Yesterday, I hauled my sorry carcass up to the Mongolian National Broadcasting building, answering an invite to be interviewed for a TV program called Gereltei Tsonkh. This means “Lit Window,” and refers to the late-night TV glow. It’s the last show they air before signing off, meant to offer something positive at the end of the day. “Oh, what time is it on?” asked I. “When the movie’s over.” Right.
Anyway, I feigned health and vitality and taped a 15-minute segment with the friendly host, Sara, on the subject of Buddhism in America and our MBRP project here. (If you’re in UB, and so inclined, it’ll air next Tue., Dec. 2. After the movie.) As we talked, it really struck me – I have a lot of freedom, and for this I am grateful. This is especially true in terms of pursuing my spiritual path.
Is this true for you, too? Just in general?
Yeah? Excellent. But aren’t these also the times when we consider others who are not as fortunate, who are struggling for the most basic rights for themselves and their people?

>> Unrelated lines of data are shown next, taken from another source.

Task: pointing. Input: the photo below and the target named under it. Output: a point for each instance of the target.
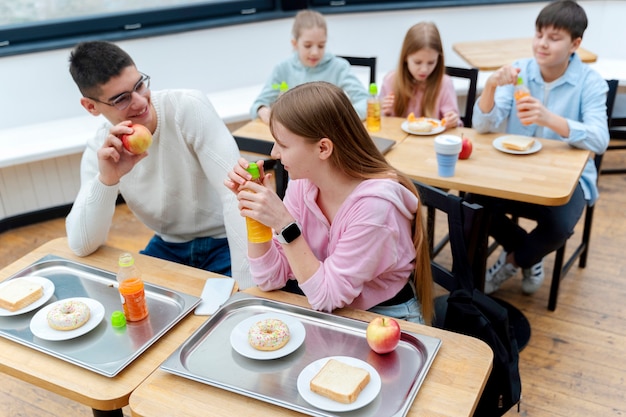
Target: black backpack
(471, 312)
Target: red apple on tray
(139, 141)
(383, 334)
(466, 149)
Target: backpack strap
(461, 267)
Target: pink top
(446, 101)
(366, 254)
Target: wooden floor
(573, 366)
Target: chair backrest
(472, 75)
(462, 216)
(610, 102)
(369, 62)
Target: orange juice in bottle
(131, 289)
(257, 231)
(521, 90)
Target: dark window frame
(64, 33)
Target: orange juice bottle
(131, 289)
(372, 120)
(257, 231)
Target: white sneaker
(498, 273)
(533, 278)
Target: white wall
(36, 88)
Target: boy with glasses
(176, 187)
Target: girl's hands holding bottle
(257, 201)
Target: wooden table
(451, 388)
(106, 396)
(548, 177)
(489, 55)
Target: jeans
(555, 224)
(409, 311)
(204, 253)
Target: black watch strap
(289, 233)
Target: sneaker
(533, 278)
(498, 273)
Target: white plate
(405, 127)
(40, 328)
(497, 143)
(239, 337)
(48, 291)
(366, 396)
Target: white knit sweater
(178, 190)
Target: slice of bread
(19, 294)
(339, 381)
(518, 143)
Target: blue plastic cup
(447, 148)
(446, 164)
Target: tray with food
(315, 363)
(64, 308)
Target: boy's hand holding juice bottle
(520, 92)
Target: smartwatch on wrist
(289, 233)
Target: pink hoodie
(366, 254)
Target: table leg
(108, 413)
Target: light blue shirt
(331, 69)
(579, 96)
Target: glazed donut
(270, 334)
(68, 315)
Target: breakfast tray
(208, 357)
(105, 350)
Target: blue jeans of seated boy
(555, 224)
(409, 311)
(204, 253)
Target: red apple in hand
(466, 149)
(383, 334)
(139, 141)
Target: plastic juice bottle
(521, 91)
(131, 289)
(372, 121)
(257, 231)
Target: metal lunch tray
(105, 350)
(207, 357)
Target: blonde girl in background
(310, 62)
(419, 85)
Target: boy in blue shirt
(567, 102)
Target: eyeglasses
(123, 100)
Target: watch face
(291, 232)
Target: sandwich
(518, 143)
(340, 382)
(19, 294)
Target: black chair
(472, 75)
(470, 218)
(561, 267)
(617, 133)
(262, 147)
(369, 62)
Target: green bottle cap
(253, 169)
(126, 259)
(118, 319)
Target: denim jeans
(204, 253)
(555, 224)
(409, 311)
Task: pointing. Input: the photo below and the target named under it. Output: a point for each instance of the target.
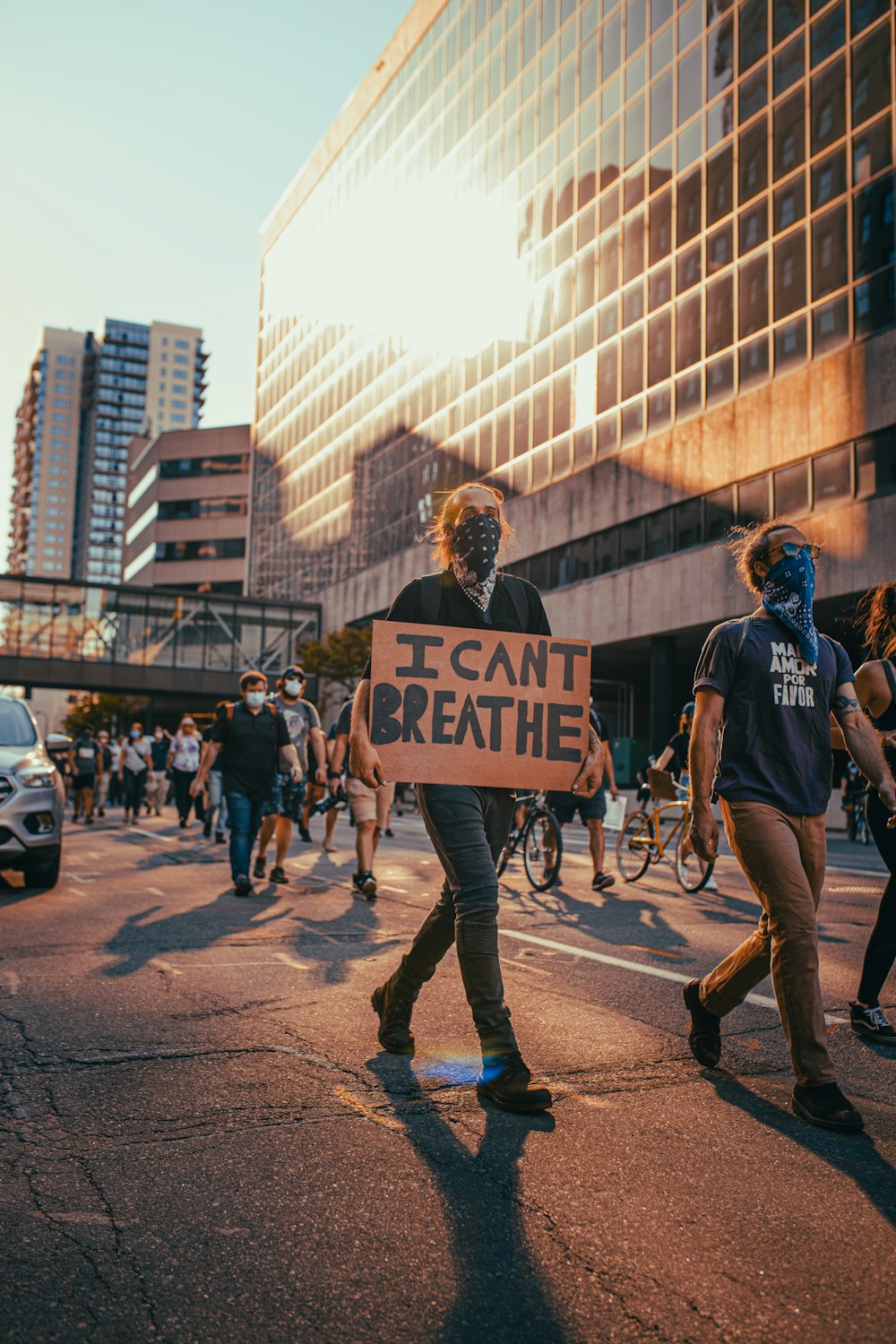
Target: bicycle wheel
(541, 849)
(634, 847)
(692, 871)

I’m particularly thinking of Burma. There are such brave Buddhist monks and nuns there, trying to secure the simplest humane changes to benefit their fellow Burmese, and currently they're getting crushed by the military junta for their troubles.
Monk Ashin Gambira (amazing biography here), a leader of so many others, has been slammed with a total of 68 years in jail.

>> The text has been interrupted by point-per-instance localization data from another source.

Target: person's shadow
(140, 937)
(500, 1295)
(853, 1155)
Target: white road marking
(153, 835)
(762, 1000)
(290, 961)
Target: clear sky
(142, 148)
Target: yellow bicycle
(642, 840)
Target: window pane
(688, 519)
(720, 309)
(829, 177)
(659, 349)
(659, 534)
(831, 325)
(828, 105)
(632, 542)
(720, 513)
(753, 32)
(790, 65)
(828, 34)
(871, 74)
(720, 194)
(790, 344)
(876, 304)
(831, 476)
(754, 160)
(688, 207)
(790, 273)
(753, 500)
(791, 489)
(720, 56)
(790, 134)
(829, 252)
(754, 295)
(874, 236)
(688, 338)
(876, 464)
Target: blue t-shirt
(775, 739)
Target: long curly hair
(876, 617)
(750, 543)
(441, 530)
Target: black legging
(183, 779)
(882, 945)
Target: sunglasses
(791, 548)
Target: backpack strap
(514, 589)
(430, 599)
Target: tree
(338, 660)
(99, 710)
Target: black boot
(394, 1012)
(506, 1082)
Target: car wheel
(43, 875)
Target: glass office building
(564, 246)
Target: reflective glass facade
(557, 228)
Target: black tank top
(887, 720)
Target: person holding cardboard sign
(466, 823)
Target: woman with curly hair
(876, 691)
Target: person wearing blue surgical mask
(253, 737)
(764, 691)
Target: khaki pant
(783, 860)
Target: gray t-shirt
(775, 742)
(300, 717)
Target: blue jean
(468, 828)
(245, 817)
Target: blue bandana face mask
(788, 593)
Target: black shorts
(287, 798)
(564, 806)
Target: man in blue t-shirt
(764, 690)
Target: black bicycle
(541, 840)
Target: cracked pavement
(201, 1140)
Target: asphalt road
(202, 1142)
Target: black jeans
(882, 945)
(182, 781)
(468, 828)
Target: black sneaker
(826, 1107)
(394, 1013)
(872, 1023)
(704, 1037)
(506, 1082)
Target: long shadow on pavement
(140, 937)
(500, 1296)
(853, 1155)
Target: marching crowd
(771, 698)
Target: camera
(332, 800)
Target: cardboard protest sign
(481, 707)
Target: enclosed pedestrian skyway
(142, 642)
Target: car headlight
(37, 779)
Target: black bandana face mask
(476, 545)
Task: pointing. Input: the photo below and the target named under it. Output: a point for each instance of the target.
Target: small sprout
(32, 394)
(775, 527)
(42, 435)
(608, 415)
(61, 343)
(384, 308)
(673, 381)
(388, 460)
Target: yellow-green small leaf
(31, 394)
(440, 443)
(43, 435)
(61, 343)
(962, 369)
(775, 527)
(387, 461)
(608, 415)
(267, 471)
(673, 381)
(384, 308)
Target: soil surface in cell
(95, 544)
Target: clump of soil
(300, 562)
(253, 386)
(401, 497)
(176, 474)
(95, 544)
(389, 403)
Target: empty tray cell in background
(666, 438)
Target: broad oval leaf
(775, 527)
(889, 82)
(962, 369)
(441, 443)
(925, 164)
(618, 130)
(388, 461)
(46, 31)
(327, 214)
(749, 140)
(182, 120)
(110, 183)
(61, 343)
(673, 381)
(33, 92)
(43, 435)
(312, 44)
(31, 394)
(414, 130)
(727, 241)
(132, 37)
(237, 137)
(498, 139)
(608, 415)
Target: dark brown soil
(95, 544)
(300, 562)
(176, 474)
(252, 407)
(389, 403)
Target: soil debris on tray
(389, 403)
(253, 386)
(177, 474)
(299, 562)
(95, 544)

Many other Burmese monks are fugitives in their own country, on the run from intelligence units, for the unspeakable crime of mass street chanting of the Metta Sutra (the Buddha’s short discourse on loving kindness – oh look, I’m in tears just typing that, the irony is so brutal) in the streets.
Shoot, they’ve tossed Burma’s most famous comedian,
in jail for 45 years. 45 years! (updated) Now a total of 59 years "...for helping Nargis cyclone victims and speaking to foreign media about the situation of millions of people left homeless in [the] Cyclone devastated Irrawaddy delta."
The UN reaction? An extremely cowardly and weak resolution condemning the Burmese government’s gross human rights violations: 89 nations in favor, 29 opposed (guess who? coughChinacough), and 63 abstentions. I’m happy to report Mongolia voted for it, one of only four Asian nations to do so.
The email alerts I receive from the heroic U.S. Campaign from Burma are urging folks like you (yes, you) to keep sending messages to UN Secretary-General Ban Ki-moon, via this site, to personally visit Burma, and to support an all-important arms embargo (did you know Burma has the world’s largest number of child soldiers, often being bought and sold by military recruiters?).
So let’s work together to try to make an impact on this, whaddya say?
And so we don’t end on this sour note, in the spirit of “Lit Window,” I want to share an amazing photo with you. It’s of a young Australian woman named Sophie who is now Venerable Lozang Wangmo. She and her mother (a Chan Buddhist meditator) came to my Dharma talk in Brisbane earlier this year. We chatted afterward, and even though I gave Sophie the cautionary rap about getting ordained so young (she’s maybe 20?), she went and done did it anyway. Now curiously, her brother and wife are Muslim, and they so kindly sent me this, about the most radiantly beautiful picture I’ve ever seen. Isn't this what you'd like the world to look like? For that, I'd give thanks.
Best of everything to you, Ven. Lozang, and I hope we meet again. May you attain supreme enlightenment swiftly, cuz look around. We really need you.